After writing twice about “Stairway to Heaven,” there’s an obnoxious voice in my head yelling “play ‘Free Bird.'” Bear with me as I get it to shut up.
Some people will defend playing the nine minute Lynyrd Skynyrd epic on a jukebox at a crowded bar by saying they were “getting their money’s worth.”
Those people don’t understand money or how to enjoy things.
“Free Bird” starts as a slow rolling storm of a bummer then crests into a tidal wave of irritation. Congratulations. For the low price of $.75 you’ve tested the patience of a room full of drunks.
“Free Bird” wants to to be an epic but, like an Ayn Rand novel, has epic length and epic pretensions without epic importance.
It’s a break-up song, but it’s told from a position of power in the relationship, which kills its effectiveness as a breakup song. It’s a shitty dude bailing on a girl who wants him to stay. His defense doesn’t even rise to the level of shallow, saying there are “too many places [he] has to see” and that if he stayed “things just wouldn’t be the same.” That’s the kind of shit that gets a beer bottle thrown at you if you say it in real life.

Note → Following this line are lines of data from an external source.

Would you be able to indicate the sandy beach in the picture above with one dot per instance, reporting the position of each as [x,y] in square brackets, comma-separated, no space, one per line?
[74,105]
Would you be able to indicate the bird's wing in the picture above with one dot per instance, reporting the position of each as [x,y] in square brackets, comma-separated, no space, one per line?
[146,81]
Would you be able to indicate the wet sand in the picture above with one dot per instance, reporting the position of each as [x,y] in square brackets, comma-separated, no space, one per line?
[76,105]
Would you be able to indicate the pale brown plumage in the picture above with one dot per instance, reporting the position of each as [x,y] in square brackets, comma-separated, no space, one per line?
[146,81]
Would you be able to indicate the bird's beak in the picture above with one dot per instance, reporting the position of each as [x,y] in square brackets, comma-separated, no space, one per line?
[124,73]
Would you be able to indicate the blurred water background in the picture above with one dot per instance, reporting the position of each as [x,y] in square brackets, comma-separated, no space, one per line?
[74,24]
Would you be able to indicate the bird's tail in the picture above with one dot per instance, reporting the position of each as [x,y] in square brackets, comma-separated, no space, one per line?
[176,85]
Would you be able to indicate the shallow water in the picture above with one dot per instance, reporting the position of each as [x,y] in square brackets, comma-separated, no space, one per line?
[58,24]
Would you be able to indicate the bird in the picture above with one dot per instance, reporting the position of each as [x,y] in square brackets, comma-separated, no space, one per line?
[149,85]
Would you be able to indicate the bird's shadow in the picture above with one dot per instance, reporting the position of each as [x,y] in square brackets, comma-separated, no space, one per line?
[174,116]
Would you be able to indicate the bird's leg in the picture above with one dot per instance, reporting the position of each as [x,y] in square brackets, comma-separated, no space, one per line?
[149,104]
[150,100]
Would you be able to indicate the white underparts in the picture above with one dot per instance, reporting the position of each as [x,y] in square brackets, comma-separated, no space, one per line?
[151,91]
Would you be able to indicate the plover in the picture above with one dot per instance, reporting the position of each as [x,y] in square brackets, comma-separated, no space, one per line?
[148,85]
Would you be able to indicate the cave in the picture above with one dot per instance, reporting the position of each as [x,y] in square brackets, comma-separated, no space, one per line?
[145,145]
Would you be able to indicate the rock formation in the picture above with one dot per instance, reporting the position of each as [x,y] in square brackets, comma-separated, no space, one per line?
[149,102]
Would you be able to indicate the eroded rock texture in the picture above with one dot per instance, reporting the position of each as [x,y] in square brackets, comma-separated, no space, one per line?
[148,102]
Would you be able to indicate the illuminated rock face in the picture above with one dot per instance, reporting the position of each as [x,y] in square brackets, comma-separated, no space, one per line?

Frankly, it sounds like this Free Bird could stand some changing. I wish there a woman sung a last verse about how the guy is pushing 30 and really needs to start taking himself seriously.
Instead, the song ends with a guitar section played by several guitarists who, presumably, couldn’t hear each other while they recorded. The notes mesh together without any sense of relation to each other. There’s no dynamic, no build. It starts fast and ends fast. There’s no soul or personality. Just a blur of blues notes. It’s like a Guitar Center with three middle age men testing out mid life crisis purchases.
Say what you will about “Stairway to Heaven.” Its guitar solo tells a fucking story. Jimmy Page took a long break from kidnapping underage groupies, practicing witchcraft and dabbling in heroin to compose a memorable, simple and melodic musical break.
“Sweet Home Alabama” sucks too, but at least it’s only half the length.